For the first month, I would wave or smile as we drove by, only to receive deep stares from very serious faces. A little under a week ago, I was walking by and decided to have some tea and try for a chat. I greeted them, and they hesitantly returned the same. I sat on the carpeted wooden platform, three or so feet from the ground under a canvas tent. They passed me shai and offered some kabob. Though my Dari is quite elementary, they could tell I was trying, and it seemed to make all the difference in the world. It intrigued them that a white guy from America, not in the military, is having tea and at least trying to communicate in their own language. So, now they wave, smile, and insist on my stopping in every time I pass by. This is my goal everywhere I go here: to get people to smile back, wave, and give a greeting, which can be intimidating due to the hard stares and serious faces, but seeing these guys on the corner reminds me that its worth it to keep trying and pressing on.

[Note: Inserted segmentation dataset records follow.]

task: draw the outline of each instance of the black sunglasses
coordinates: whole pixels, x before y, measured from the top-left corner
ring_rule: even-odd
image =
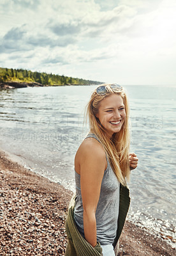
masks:
[[[112,84],[110,88],[114,92],[120,92],[123,90],[122,86],[117,84]],[[106,86],[101,85],[96,88],[96,93],[99,95],[105,95],[106,93]]]

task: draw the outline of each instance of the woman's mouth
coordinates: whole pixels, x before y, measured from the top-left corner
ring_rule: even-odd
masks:
[[[120,124],[121,121],[121,120],[115,121],[115,122],[111,121],[111,122],[110,122],[110,123],[111,124],[113,124],[114,125],[117,125],[118,124]]]

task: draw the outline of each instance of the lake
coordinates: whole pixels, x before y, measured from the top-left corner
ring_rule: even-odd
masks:
[[[87,124],[83,126],[84,108],[96,87],[1,90],[1,148],[36,173],[74,191],[74,157],[89,131]],[[156,234],[173,237],[176,87],[124,88],[130,103],[131,152],[139,158],[131,175],[128,218]]]

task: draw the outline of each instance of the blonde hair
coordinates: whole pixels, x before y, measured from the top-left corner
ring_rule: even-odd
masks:
[[[89,118],[90,132],[94,133],[99,140],[108,157],[111,166],[115,172],[119,181],[126,186],[126,181],[129,181],[129,104],[126,93],[124,89],[121,92],[115,92],[111,88],[112,84],[103,84],[106,89],[106,94],[99,95],[96,89],[92,92],[91,99],[85,108],[85,120]],[[126,111],[125,121],[119,132],[114,133],[111,140],[106,136],[106,131],[101,125],[99,119],[96,117],[98,113],[101,101],[106,97],[115,93],[120,95],[124,104]]]

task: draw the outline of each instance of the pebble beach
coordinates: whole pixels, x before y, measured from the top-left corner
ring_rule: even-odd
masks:
[[[64,224],[72,192],[0,152],[0,256],[64,255]],[[173,256],[174,248],[126,221],[120,255]]]

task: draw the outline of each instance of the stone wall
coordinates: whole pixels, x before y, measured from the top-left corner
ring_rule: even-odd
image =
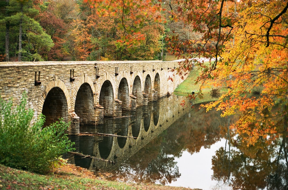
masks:
[[[16,104],[26,92],[28,107],[34,110],[37,117],[42,113],[47,94],[58,87],[65,95],[70,113],[74,111],[78,90],[85,83],[90,87],[95,106],[99,104],[102,85],[105,81],[111,83],[115,99],[118,97],[118,88],[123,78],[127,80],[130,95],[137,76],[140,79],[143,91],[147,75],[150,77],[151,88],[153,89],[158,73],[160,82],[157,81],[160,85],[157,84],[157,87],[160,92],[156,96],[164,96],[173,92],[182,81],[175,71],[171,71],[177,65],[177,62],[159,61],[3,62],[0,64],[0,95],[5,100],[12,99]],[[173,78],[173,82],[168,80],[169,77]]]

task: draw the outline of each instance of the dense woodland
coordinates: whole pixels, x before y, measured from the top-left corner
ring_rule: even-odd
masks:
[[[101,16],[82,0],[3,0],[0,11],[2,61],[158,59],[170,28],[154,21],[158,11],[147,13],[141,26],[124,26],[121,13]]]

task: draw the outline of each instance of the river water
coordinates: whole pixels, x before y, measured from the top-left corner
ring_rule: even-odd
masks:
[[[249,147],[231,131],[226,140],[236,118],[189,102],[173,95],[126,117],[105,118],[103,126],[82,126],[82,132],[134,138],[81,135],[77,150],[96,158],[75,156],[72,162],[110,172],[111,180],[207,190],[288,189],[287,134]]]

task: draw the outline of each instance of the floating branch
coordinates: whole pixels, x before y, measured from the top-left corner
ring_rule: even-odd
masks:
[[[116,137],[125,137],[126,138],[135,138],[136,137],[133,137],[131,136],[122,136],[122,135],[113,135],[112,134],[106,134],[105,133],[89,133],[88,132],[80,132],[80,134],[87,134],[89,135],[98,135],[99,136],[112,136]]]

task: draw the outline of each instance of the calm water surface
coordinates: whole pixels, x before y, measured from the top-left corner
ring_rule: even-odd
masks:
[[[183,98],[162,99],[117,122],[107,119],[96,131],[109,133],[108,128],[110,134],[137,137],[80,136],[80,152],[97,156],[99,151],[113,162],[90,159],[83,164],[75,158],[75,163],[109,171],[110,179],[122,181],[205,190],[288,189],[287,135],[247,147],[230,131],[229,143],[228,126],[235,119],[206,113],[187,100],[183,107]]]

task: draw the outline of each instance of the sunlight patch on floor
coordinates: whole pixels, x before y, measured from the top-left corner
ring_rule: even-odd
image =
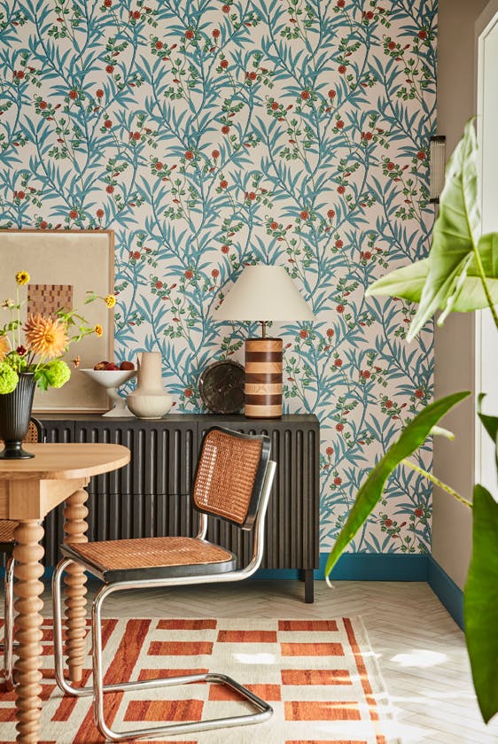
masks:
[[[441,654],[439,651],[414,648],[408,654],[396,654],[395,656],[392,656],[391,661],[401,667],[423,667],[427,669],[438,664],[444,664],[448,661],[448,657],[446,654]]]

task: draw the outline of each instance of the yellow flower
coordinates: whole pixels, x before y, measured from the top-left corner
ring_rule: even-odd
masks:
[[[29,350],[47,359],[55,359],[66,351],[67,334],[66,326],[58,318],[44,318],[32,314],[24,326]]]
[[[0,361],[5,359],[5,354],[10,352],[11,345],[6,336],[0,336]]]
[[[27,271],[18,271],[16,274],[16,282],[18,284],[27,284],[30,276]]]

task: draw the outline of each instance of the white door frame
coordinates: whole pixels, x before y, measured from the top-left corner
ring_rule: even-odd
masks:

I met my other friends down the road and we walked to the restaurant. They had the grills cranking and everything smelled delicious. As we walked in, it seemed as if the whole place stopped for just a moment to give us a good look over. This place was a mix between a traditional style restaurant, with platforms lining the walls and places for people to sit, and a modern or Western style restaurant with tables and chairs. I think this was the first time I've eaten at a table in over a month. Lunch was excellent, though limited to the usual diet-- homemade yogurt, lamb shanks, and chicken kabob with fresh bread. Oh, how I long for fresh fruits and veggies!
From here, we went to the plumbing area of the bazaar to find a toilet seat for one of the guys. I waited outside, talked to a few curious guys on the street, and enjoyed freezing in the wind. We hiked on toward the main bazaar, toilet seat in hand, and stopped at two carpet stores. The first was a friend of a friend, and the other is a friend I made a few weeks back. We found a chess set made of lapiz and onyx stone. It was quite unique, but I wouldn't pay $120 US for it. At my friend's shop, I made my favorite purchase in Afghanistan up to this point, a pair of gorgeous hand-made twin carpets.
It took us about three hours up to this point, and with all the tea and talking at each stop, I had to find a bathroom, which can be quite tricky in this country. Most guys find a wall, or a ditch, or wherever to do their business but for a white guy, it tends to draw more attention than I'm comfortable with. So, as we were about to head on from the carpet shop area, I asked a man where I might find a toilet. He pointed me down a narrow alley and told me to go upstairs and turn right. The smell was quite rancid, the trash overflowing, and I decided not to let my mind wander too far with what all the stains were from. Nonetheless, it was sufficient to do the job.
We traveled on, crossing busy intersections, weaving between three-wheeled carts, motorcycles, donkeys, and taxis to arrive at the lailomi bazaar (a sort of walking market; mainly second-hand goods). We went to my friend Mafuz's tailor, which was in a small box, about 2 meters x 3 meters x 3 meters. As he was getting measured for his PuranTamBone (Afghani style pants and shirt; similar to Shalwar Qamiz found in Pakistan or India), I took off to another area of the bazaar to find some cloth for my own PuranTamBone. After visiting several stores with an Afghan guy, I realized I was quite close to paying a foreigners "tax" because my "buddy" was getting tipped to bring me to specific shops. So, I decided to go to a different shop of my own choosing. I'm quite proud that I was able to get the cloth I wanted for a third the price he had found for me. I made the purchase, 4 meters of cloth for a full PuranTamBone, for approximately $8 US and went back to the tailor. The tailor measured me up and said to return on Tuesday. Let's hope it turns out well!